I find it hard to believe that Nasa thought that the spacecraft would last as long as it did, but I suppose that the further out it went in space, the less it would encounter the kind of space debris that came from Earth. Still, there are meteors and planets, stars that it could be pulled into, and so many more things that could have meant the destruction if the craft. Nevertheless, Pioneer 10 continued to send out radio transmissions continued between Nasa and itself until January 23, 2003, and then only because of the loss of electric power for its radio transmitter. At that point, the probe was at a distance of 12 billion kilometers (7,456,454,306.848 miles) from Earth.
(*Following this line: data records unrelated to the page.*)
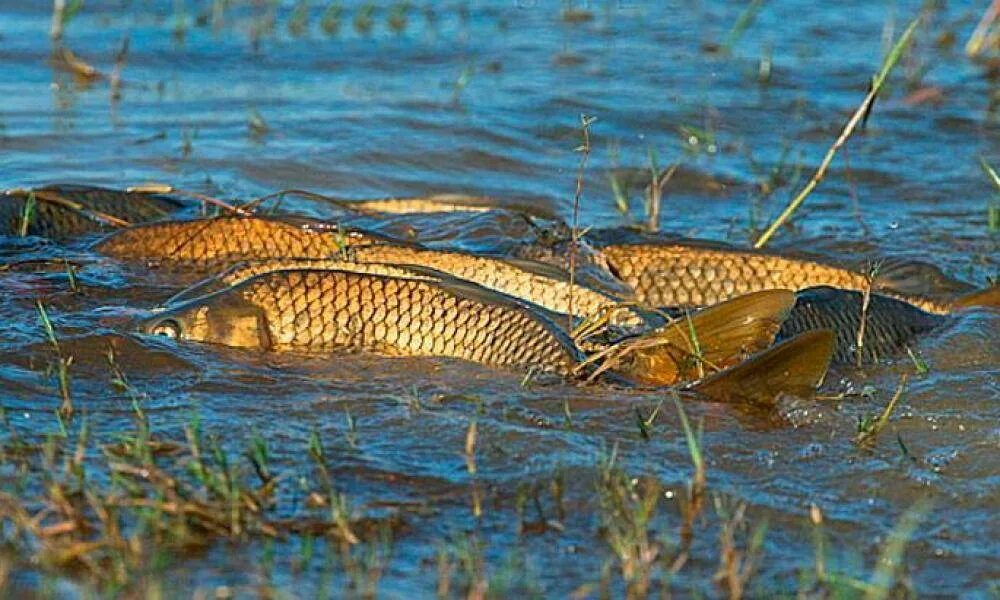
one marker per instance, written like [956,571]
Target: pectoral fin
[795,367]
[714,338]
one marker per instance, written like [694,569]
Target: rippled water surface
[487,98]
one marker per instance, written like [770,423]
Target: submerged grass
[860,115]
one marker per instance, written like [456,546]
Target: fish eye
[167,328]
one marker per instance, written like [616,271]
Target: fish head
[225,318]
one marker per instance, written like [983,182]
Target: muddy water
[486,98]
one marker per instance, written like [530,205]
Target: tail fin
[988,297]
[795,367]
[717,337]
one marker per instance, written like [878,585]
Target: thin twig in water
[887,65]
[584,149]
[868,431]
[980,35]
[859,340]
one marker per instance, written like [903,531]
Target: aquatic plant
[860,116]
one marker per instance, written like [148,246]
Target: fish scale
[203,244]
[543,289]
[338,310]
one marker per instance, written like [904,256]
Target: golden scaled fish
[890,326]
[61,211]
[538,283]
[330,310]
[678,274]
[390,311]
[718,336]
[205,244]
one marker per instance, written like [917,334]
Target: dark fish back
[890,327]
[55,221]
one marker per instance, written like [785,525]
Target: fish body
[891,326]
[63,211]
[540,284]
[243,271]
[329,310]
[686,275]
[220,242]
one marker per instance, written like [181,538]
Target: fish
[702,342]
[64,211]
[243,271]
[891,326]
[687,274]
[415,311]
[204,245]
[538,283]
[331,310]
[795,367]
[719,336]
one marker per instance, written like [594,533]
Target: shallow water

According to sources, “If left undisturbed, Pioneer 10 and its sister craft Pioneer 11 will join the two Voyager spacecraft and the New Horizons spacecraft in leaving the Solar System to wander the interstellar medium. The Pioneer 10 trajectory is expected to take it in the general direction of the star Aldebaran, currently located at a distance of about 68 light years. If Aldebaran had zero relative velocity, it would require more than two million years for the spacecraft to reach it. Well before that, in about 90,000 years, Pioneer 10 will pass about 0.23 parsecs (0.75 light-years) from the late K-type star HIP 117795. This is the closest stellar flyby in the next few million years of all the four Pioneer and Voyager spacecrafts, which are leaving the Solar System.”